What Happens During a Chemical Peel?
There are three types of chemical peel treatments. Each chemical peel treatment has different results.
The light chemical peel reduces signs of aging and sun damage, while the medium reduces wrinkles, skin pigment changes, and blemishes. The deep chemical peel reduces severe wrinkles, sun damage, and skin texture.
- Light: During a light chemical appointment, the skin is cleaned and treated with a solution containing glycolic and salicylic acid. The solution removes the damaged outer layers of the skin that has been exposed to environmental toxins, dry conditions, and other negative factors.
Next, a neutralizing solution is applied to remove the chemical peel from the treated skin. After the procedure, you may notice your skin is red, dry, and slightly irritated, which is common for first-time chemical peel side effects.
- Medium: A medium chemical peel is applied by a chemical solution containing trichloroacetic acid combined with glycolic acid. After a few minutes of application, a cool compress is used to soothe the treated skin.
You may feel a stinging or burning sensation after the application, and your skin will be red, tight, and a little swollen. Apply a protective ointment like petroleum jelly to soothe the skin. As the swelling decreases, the skin will form a crust and darken until the skin has fully recovered.
- Deep: During a chemical peel, the skin is treated with carbolic acid. After the application, you may experience severe redness and swelling. For relief, a watertight dressing is applied to the treated skin, and you may be prescribed pain killers.
Throughout the recovery process, new skin will develop after two weeks, and the redness will last for a few months.
When Is it a Good Time for Chemical Peel Treatment?
If you have decided to proceed with a chemical peel producer, scheduling is one of the next major decisions to make. The fall and winter are good times for a chemical peel treatment that will help improve your complexion.
During fall and winter, your skin is more protected from the complications that occur if you receive too much UV exposure while your skin is in the recovery and healing stage.
The Process of the Chemical Peel Treatment
During a chemical peel treatment, the skin is cleaned and then treated with a solution known as a wounding or exfoliation agent. The solution affects portions of the skin to which it’s applied and encourages the growth of new skin in its place over a period of time following the procedure.
At the end of the treatment, the chemical is neutralized. The strength of the solution and length of time is dependent upon the type of peel.
Medium and deep peels use stronger chemicals that are applied in multiple 15-minute increments during a 60 to 90-minute procedure.
The Recovery Process
Over the following days, weeks, and even months, the skin on the treated area will peel and begin the process of creating a new layer to replace the skin that has been affected.
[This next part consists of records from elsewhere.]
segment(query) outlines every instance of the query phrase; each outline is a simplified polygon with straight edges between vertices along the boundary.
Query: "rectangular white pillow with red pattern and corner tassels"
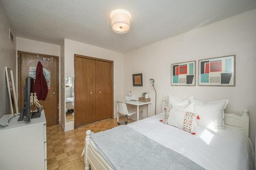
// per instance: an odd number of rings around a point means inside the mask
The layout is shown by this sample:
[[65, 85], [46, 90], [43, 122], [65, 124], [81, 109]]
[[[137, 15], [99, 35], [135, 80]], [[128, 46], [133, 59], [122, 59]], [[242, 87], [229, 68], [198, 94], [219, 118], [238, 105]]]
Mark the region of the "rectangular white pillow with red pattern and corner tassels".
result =
[[168, 125], [196, 134], [195, 129], [197, 127], [197, 117], [198, 115], [195, 113], [173, 109], [170, 113]]

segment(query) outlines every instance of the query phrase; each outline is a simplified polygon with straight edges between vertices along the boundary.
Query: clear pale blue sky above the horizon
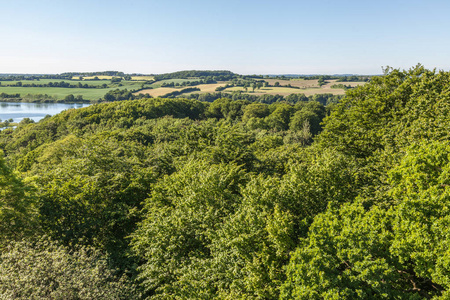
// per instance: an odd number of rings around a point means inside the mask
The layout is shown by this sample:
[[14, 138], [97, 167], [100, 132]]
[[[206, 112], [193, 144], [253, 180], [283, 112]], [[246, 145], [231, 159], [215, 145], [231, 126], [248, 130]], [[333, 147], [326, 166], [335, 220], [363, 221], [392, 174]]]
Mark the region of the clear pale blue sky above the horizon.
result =
[[450, 69], [450, 1], [2, 1], [0, 73]]

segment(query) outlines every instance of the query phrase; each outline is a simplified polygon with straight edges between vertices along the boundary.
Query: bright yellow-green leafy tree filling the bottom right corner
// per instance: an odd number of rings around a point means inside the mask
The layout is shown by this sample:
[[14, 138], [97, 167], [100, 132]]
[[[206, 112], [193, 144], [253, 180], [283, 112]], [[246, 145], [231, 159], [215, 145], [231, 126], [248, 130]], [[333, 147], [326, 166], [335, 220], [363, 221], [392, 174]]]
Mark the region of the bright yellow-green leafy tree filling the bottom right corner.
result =
[[389, 171], [384, 201], [316, 217], [291, 258], [283, 299], [447, 299], [450, 147], [423, 141]]

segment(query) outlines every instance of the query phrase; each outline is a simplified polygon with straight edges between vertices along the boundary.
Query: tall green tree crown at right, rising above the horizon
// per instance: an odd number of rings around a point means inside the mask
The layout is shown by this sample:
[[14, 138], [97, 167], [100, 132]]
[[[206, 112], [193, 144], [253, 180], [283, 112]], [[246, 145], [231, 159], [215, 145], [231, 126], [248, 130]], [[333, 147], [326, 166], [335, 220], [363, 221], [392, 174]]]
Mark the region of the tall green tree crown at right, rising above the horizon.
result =
[[366, 158], [384, 149], [397, 149], [420, 139], [448, 136], [450, 73], [418, 65], [391, 70], [346, 97], [324, 120], [324, 147], [333, 146]]

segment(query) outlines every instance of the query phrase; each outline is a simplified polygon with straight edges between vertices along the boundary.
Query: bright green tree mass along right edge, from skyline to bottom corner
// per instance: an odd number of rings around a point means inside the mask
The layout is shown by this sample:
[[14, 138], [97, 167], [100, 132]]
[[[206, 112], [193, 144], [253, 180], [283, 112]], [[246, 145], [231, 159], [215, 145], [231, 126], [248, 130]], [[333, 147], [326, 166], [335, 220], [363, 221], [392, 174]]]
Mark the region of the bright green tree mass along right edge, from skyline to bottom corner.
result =
[[322, 147], [373, 177], [341, 208], [318, 215], [287, 268], [284, 299], [448, 297], [450, 74], [391, 70], [347, 93]]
The skin must be cared for properly during the recovery process to ensure proper healing, long-lasting results, and avoid infection.
Sun exposure has the potential to introduce color changes and hyperpigmentation. It’s important to avoid UV rays until the skin has finished peeling completely and use daily sunscreen as a post-procedure regimen to protect the skin.
Since there are lower UV levels during fall and winter, these seasons are optimal for recovery. While sunscreen should be applied daily, the chance of damage is decreased significantly in fall and winter.
Many people find it easier to take some time to rest indoors during the cooler months, minus the added pressure of summer vacations and activities.